Hij wenkte. De zoon, op 't eerste teeken, trad nader,
en, na vroom begroeten, voegelijk, wachtte.
Samen nu gingen zij, een plechtig gaan, doordien
ze beide zwegen; en heerlijk was 't om aan te zien,
hoe Sjela, zijn voeten zettend, trachtte
zoo hoog te wandlen als zijn sterkgezinde vader.
En al den weg, en straks, ten geurigen avonddisch,
dien Sjua, tot op 't laatste zorgzaam zoo een moeder is,
| |
| |
met stramme handen zelve nog had willen toebereiden,
was Juda dralend met zijn woord en zwegen beiden.
Toen de kranke strompelend in de deur der tent verdween
liet, hing de boomkruin boven hunne hoofden donker.
Welgevallig, met weemoedzacht gemonker
keek Juda vaak den jongeling aan, dan weer strak voor zich heen.
was de avond hoog en blauw, met groote sterren, en stond stil.
Het was een pracht om eeuwig in te staren en te droomen,
en in zijn hart te hooren wat de hemel wil.
En Juda, openend zijnen mond, sprak dus:
‘Dagen en kinderen kunnen wij niet houden.

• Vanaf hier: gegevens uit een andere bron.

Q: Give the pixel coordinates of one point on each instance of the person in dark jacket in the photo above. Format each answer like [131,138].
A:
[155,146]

Zij komen, zij gaan. Of ik het weren woude
Nahors dochter heeft recht op mijnen zegen en uwen kus.
Verwek uw dooden broederen zaad en naam en goederen.
Neem hunne vrouw tot uwe vrouw;
dat niemand zegge: zie, de weduw van uw broederen
lijdt smaad van eenzaamheid en druk van rouw.’
‘Tamar is schoon, zorgvol en kuisch.
Doch Er en Onan stierven.’
‘Tamar treurt om beiden’,
sprak Juda, ‘en Sjua kwijnt. Hoe ledig lijkt dit huis!
Drie zonen had ik tot mijn vreugd gekregen.
Twee gaven, bij hun leven, bij hun dood, verdriet.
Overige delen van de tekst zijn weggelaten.